Saturday, March 27, 2021 | By: Rebecca Arsena
This was quite a week.
Jeanine Finelli, Director of Coaching for EHOP Health used this quote from Rumi when commenting on my podcast episode and it was perfect. Perfect because I never even knew how much lighter I would feel after sharing just a piece of my journey on this podcast.
After recording the episode, I second guessed myself. Did I share enough? Did I share too much? Then I was wondering what my family would think of it. Would they remember those days the same way I did? The day the episode aired, one of my sisters reached out and told me how she felt when I was hospitalized and I broke down in tears- she had never told me that(keeping her comments to myself). I called my Mom and told her that after recording the episode I realized that we never talked about my eating disorder as a family. It was almost as if no one wanted to bring it up, like if we talked about it I was going to relapse. My Mom agreed, saying that they felt like it was in the past and they didn't want to bring it up.
I can't help but wonder what might have been different if we HAD discussed this as a family.
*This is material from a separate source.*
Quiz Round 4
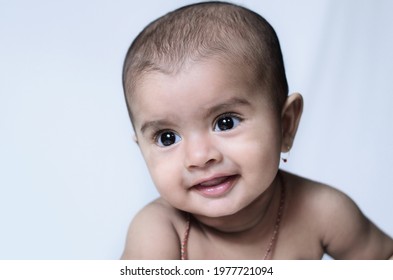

I have 2 sisters and a brother(who was only 2 or 3 at the height of my disorder) and I KNOW it had to impact them too. Mom and Dad drove 3 hours round trip to see me on a weeknight and on weekends which took time away from my siblings, and I can't help but wonder how this affected them. Did they resent me for taking up so much of Mom and Dad's time? Then there is the money my treatment had to cost and a family of 6 living off my Dad's salary it had to put a strain on us financially. I still have a ton of guilt around this.
I am so grateful to have had this forum to open up about my past and realize how powerful it is to tell your story. Ignoring your past does not make it go away. It does not mean that it's all good or you have healed. Healing is a journey, and I am definitely still walking the path, but walking it a bit lighter than I was last week.